This guest blog was contributed by Jason Lau, Senior Cloud Security Consultant, Quorum Cyber
Today, IT infrastructure is so complex that thousands of software patches are released annually. It’s no wonder that many organizations find it challenging to roll them out in a timely manner. Operating systems, web browsers, enterprise applications, firmware, and a whole array of different technologies need to be patched. While a few businesses have mastered the management of software updates, others are struggling. Some can take weeks or even months to update their software, or even forget to do it all, leading to them running unsupported software.
The availability of automated patch management tools and vulnerability assessment systems are a great help for under-resourced IT and security teams. But there’s no magic wand when it comes to maintaining software across large, international enterprises.

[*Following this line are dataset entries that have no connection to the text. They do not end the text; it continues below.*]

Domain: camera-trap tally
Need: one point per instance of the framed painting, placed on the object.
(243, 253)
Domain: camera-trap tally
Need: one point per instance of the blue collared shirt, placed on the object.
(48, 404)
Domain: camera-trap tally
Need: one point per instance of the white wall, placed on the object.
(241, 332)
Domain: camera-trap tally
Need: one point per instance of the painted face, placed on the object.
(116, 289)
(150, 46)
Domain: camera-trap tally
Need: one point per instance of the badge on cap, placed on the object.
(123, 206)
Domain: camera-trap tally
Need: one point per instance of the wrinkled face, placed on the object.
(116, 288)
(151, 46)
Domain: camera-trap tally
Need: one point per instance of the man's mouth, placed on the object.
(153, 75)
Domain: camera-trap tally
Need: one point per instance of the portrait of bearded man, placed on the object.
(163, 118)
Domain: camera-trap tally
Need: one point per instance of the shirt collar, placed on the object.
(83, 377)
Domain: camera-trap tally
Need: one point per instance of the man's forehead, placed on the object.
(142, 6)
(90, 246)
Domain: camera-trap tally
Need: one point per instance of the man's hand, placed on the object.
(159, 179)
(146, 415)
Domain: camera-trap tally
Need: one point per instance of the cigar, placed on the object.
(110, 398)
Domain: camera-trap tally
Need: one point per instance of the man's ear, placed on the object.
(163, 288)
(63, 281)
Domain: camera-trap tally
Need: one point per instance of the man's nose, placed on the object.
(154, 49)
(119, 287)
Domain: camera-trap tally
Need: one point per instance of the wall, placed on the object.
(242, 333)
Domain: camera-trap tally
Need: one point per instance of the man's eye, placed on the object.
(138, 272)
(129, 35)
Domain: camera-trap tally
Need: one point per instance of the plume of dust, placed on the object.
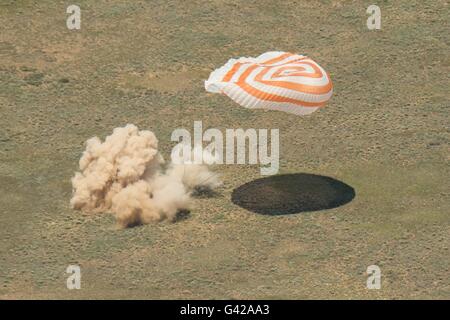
(127, 176)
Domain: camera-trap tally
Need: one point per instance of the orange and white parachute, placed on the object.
(275, 80)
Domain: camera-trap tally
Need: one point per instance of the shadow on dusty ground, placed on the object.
(292, 193)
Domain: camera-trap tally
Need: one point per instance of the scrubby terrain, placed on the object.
(385, 133)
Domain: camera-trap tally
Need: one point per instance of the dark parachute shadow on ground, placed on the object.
(292, 193)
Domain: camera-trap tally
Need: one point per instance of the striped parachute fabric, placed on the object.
(275, 80)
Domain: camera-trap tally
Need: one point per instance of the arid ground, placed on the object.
(385, 133)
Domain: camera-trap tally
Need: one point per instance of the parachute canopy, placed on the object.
(275, 80)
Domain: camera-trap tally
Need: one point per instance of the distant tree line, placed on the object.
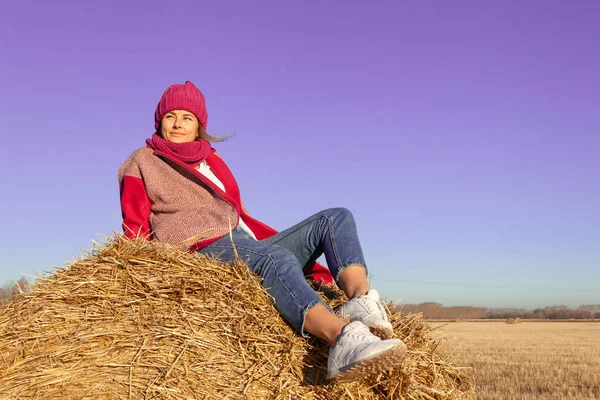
(12, 288)
(432, 310)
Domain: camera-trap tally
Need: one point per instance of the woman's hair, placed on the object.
(201, 134)
(210, 138)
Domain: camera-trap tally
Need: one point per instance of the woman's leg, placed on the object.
(282, 277)
(354, 351)
(331, 232)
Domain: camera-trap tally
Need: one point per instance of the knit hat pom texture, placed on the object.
(182, 97)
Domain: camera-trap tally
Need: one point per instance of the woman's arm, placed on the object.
(135, 204)
(135, 208)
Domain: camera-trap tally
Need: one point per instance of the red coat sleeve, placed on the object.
(135, 208)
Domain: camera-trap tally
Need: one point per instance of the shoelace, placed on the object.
(369, 305)
(361, 333)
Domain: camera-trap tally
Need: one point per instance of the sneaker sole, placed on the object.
(374, 365)
(381, 333)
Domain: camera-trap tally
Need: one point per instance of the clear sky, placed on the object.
(463, 135)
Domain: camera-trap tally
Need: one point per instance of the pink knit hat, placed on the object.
(182, 97)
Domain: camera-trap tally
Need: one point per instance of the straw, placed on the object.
(141, 320)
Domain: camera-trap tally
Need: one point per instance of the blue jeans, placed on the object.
(279, 260)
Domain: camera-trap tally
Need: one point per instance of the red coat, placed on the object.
(169, 201)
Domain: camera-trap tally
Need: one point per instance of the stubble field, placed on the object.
(530, 360)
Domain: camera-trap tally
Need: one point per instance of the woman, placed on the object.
(178, 190)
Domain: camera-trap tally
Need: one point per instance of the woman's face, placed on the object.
(179, 126)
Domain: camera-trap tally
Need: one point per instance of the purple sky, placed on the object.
(463, 135)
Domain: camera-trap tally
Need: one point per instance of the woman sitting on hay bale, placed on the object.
(178, 190)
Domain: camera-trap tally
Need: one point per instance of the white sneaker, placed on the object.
(369, 310)
(359, 353)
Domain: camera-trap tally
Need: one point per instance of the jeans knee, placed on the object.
(277, 258)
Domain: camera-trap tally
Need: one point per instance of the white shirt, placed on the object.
(205, 170)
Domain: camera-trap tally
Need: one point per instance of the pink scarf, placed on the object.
(190, 153)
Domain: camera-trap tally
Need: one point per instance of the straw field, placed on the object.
(137, 320)
(530, 360)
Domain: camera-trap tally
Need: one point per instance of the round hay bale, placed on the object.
(136, 319)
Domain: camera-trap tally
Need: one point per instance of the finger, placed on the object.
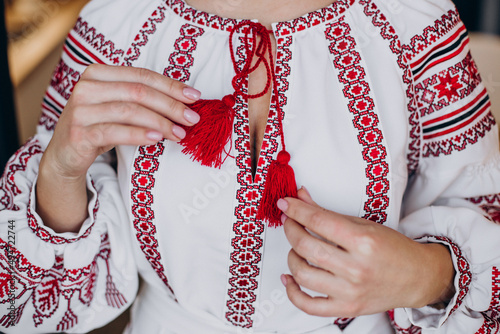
(311, 277)
(110, 135)
(168, 86)
(332, 226)
(126, 113)
(304, 195)
(318, 306)
(314, 250)
(98, 92)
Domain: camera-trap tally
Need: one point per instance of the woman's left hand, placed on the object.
(362, 267)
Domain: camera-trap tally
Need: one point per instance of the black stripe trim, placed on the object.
(453, 46)
(52, 106)
(459, 118)
(72, 48)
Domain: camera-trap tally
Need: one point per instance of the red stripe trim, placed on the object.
(459, 126)
(439, 46)
(49, 109)
(81, 47)
(70, 54)
(47, 94)
(442, 60)
(468, 106)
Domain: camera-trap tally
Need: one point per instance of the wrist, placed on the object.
(438, 274)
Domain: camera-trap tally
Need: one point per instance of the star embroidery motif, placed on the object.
(448, 86)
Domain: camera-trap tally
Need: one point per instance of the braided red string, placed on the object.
(254, 30)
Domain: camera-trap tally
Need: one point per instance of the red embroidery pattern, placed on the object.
(147, 161)
(247, 241)
(387, 31)
(313, 18)
(98, 42)
(46, 236)
(431, 35)
(47, 288)
(465, 275)
(342, 323)
(143, 181)
(181, 59)
(490, 205)
(399, 330)
(17, 163)
(141, 39)
(449, 86)
(460, 141)
(491, 323)
(64, 79)
(358, 93)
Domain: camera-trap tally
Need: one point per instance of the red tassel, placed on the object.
(280, 183)
(206, 140)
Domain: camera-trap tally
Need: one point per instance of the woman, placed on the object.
(387, 124)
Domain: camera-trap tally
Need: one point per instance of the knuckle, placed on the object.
(90, 70)
(301, 275)
(322, 257)
(352, 309)
(80, 91)
(122, 110)
(145, 75)
(317, 218)
(302, 245)
(366, 243)
(138, 92)
(308, 309)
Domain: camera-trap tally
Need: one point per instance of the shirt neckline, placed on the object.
(284, 28)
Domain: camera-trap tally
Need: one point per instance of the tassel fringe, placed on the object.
(205, 142)
(280, 183)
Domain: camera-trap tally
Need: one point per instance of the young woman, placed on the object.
(375, 104)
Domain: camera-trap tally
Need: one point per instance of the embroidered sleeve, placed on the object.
(449, 199)
(64, 282)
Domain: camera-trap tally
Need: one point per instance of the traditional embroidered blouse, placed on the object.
(385, 118)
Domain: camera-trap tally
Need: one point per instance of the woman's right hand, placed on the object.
(112, 106)
(109, 106)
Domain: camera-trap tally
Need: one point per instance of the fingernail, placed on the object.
(179, 132)
(191, 116)
(284, 280)
(191, 93)
(154, 135)
(282, 204)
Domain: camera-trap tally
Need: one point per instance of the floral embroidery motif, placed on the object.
(387, 31)
(360, 102)
(182, 59)
(247, 240)
(47, 289)
(464, 272)
(98, 42)
(447, 87)
(17, 163)
(143, 182)
(491, 324)
(142, 37)
(400, 330)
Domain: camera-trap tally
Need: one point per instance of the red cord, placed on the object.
(252, 50)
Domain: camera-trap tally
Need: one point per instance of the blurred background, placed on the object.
(31, 37)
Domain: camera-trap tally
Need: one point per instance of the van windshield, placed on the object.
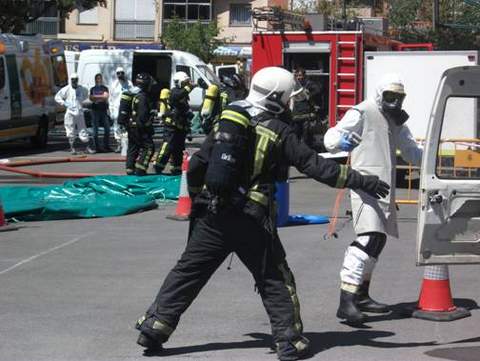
(208, 73)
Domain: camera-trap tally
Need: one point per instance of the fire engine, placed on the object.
(333, 59)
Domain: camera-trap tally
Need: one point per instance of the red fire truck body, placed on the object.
(333, 58)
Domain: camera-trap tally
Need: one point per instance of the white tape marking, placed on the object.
(72, 241)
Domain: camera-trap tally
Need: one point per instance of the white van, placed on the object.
(31, 72)
(449, 200)
(161, 64)
(71, 58)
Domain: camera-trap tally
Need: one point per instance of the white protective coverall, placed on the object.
(74, 122)
(375, 155)
(116, 89)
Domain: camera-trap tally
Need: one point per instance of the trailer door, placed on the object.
(449, 212)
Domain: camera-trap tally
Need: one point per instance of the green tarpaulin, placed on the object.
(102, 196)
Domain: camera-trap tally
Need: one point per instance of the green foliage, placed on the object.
(459, 27)
(197, 38)
(16, 14)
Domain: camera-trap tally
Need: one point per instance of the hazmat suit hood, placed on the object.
(392, 82)
(390, 104)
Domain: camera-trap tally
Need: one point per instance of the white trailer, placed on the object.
(422, 71)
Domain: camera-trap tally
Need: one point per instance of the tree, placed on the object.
(198, 38)
(459, 29)
(16, 14)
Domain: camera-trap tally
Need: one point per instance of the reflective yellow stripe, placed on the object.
(235, 117)
(162, 152)
(260, 129)
(192, 189)
(224, 97)
(264, 136)
(141, 320)
(342, 177)
(258, 197)
(140, 166)
(292, 291)
(162, 327)
(350, 287)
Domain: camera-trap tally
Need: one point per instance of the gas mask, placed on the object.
(392, 107)
(286, 116)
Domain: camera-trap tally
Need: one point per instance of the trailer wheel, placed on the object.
(40, 140)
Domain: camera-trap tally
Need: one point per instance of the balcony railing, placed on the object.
(134, 30)
(43, 25)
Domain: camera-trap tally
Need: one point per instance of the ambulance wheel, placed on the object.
(41, 138)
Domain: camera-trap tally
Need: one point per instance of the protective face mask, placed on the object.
(392, 102)
(286, 116)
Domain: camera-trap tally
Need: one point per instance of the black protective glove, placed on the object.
(370, 184)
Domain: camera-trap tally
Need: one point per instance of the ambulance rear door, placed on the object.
(449, 209)
(5, 108)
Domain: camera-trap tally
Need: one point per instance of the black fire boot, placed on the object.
(153, 333)
(366, 304)
(149, 343)
(348, 309)
(71, 141)
(293, 350)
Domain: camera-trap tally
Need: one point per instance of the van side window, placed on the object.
(59, 65)
(185, 69)
(458, 154)
(2, 73)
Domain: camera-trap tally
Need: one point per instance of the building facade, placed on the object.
(144, 20)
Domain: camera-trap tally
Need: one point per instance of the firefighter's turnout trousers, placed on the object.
(173, 146)
(212, 238)
(140, 150)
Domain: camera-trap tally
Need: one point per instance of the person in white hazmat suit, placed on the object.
(72, 97)
(118, 86)
(372, 130)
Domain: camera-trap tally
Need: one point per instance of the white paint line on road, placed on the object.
(53, 249)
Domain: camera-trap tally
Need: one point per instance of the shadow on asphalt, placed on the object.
(405, 309)
(319, 341)
(22, 149)
(456, 353)
(322, 341)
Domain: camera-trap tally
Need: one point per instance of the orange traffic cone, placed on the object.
(184, 204)
(435, 302)
(4, 226)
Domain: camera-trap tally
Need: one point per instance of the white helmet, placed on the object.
(180, 78)
(271, 89)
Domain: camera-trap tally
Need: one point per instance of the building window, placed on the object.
(88, 17)
(240, 14)
(187, 10)
(134, 19)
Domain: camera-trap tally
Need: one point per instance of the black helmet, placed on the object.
(143, 81)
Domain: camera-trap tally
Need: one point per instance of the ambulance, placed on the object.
(160, 64)
(31, 72)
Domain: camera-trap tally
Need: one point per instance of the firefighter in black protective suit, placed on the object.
(176, 124)
(308, 111)
(231, 180)
(135, 114)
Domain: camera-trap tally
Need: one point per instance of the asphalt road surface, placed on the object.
(72, 290)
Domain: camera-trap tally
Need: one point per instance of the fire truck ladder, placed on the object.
(346, 95)
(276, 19)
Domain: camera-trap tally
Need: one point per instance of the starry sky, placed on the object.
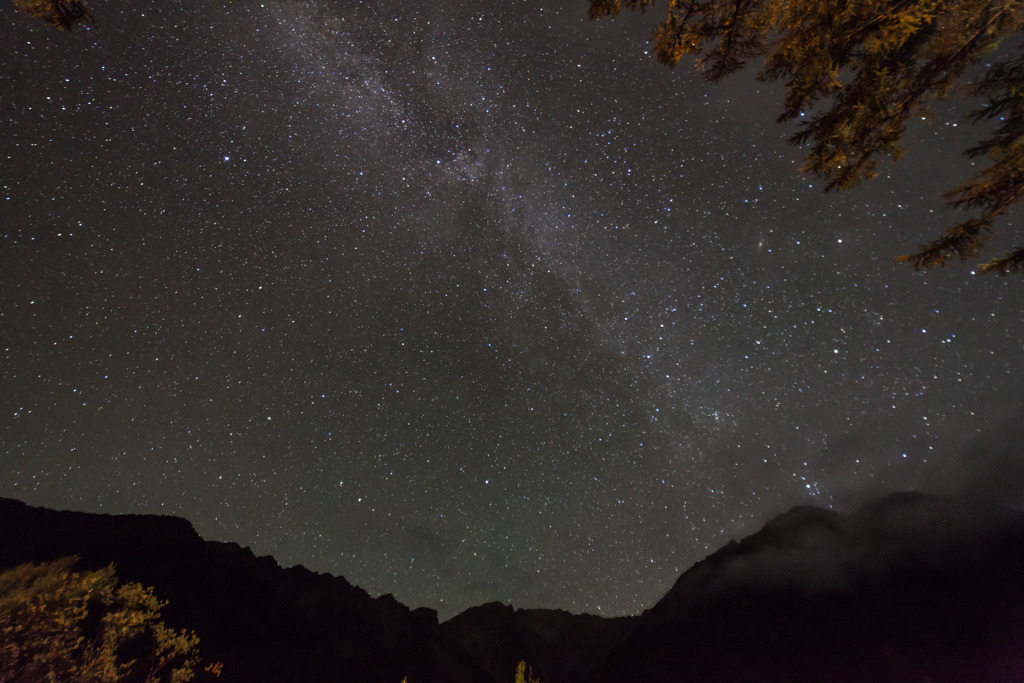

The huge IT outage caused by a faulty CrowdStrike software update that disrupted computer systems across multiple industries on July 19th was a wake-up call for organizations worldwide. Nobody wanted to be affected by the outage, but everybody needs to run patch updates to tighten their security. So, what can they do in this position?
Smart software deployment
While there’s no perfect solution, ring deployment is the best approach to take to roll out new software or updates to software while minimizing the risk of something going wrong. Some of the largest technology and software companies in the world use ring deployment only. By adopting ring deployment companies can reliability deliver a quality service without the worry and headache of standard all-in-one-go methods of software deployment.
Ring deployment makes sure software is released in stages, one system or subset of users at a time. The team starts with the smaller ‘inner’ ring, learns from any mistakes, fixes bugs, collects feedback from users. And if things do go wrong, fewer people and systems are disrupted. Then, based on how successful this first ring was, they can move onto the next rings in the system – larger teams and ‘riskier’ parts of the organization. The downside is that the entire process takes longer, and it’s more difficult to plan, organize, and execute.
Four phases of ring deployment
Inner ring – small group of users, a single system, or small set of systems
Second ring – slightly bigger group to collect feedback and make some progress
Third ring – larger audience, broader ecosystem of teams and systems
Outer (final) ring – the remainder of the entire organization to complete the rollout.
Ring deployment tools
It might seem daunting the first time, but tools are available to help businesses set up a ring policy and run ring deployment. Once it’s up and running, it will help you to streamline your software patch updates and enhance your security while minimizing the risk of something going wrong.
Jason Lau is a Senior Cloud Security Consultant at Quorum Cyber.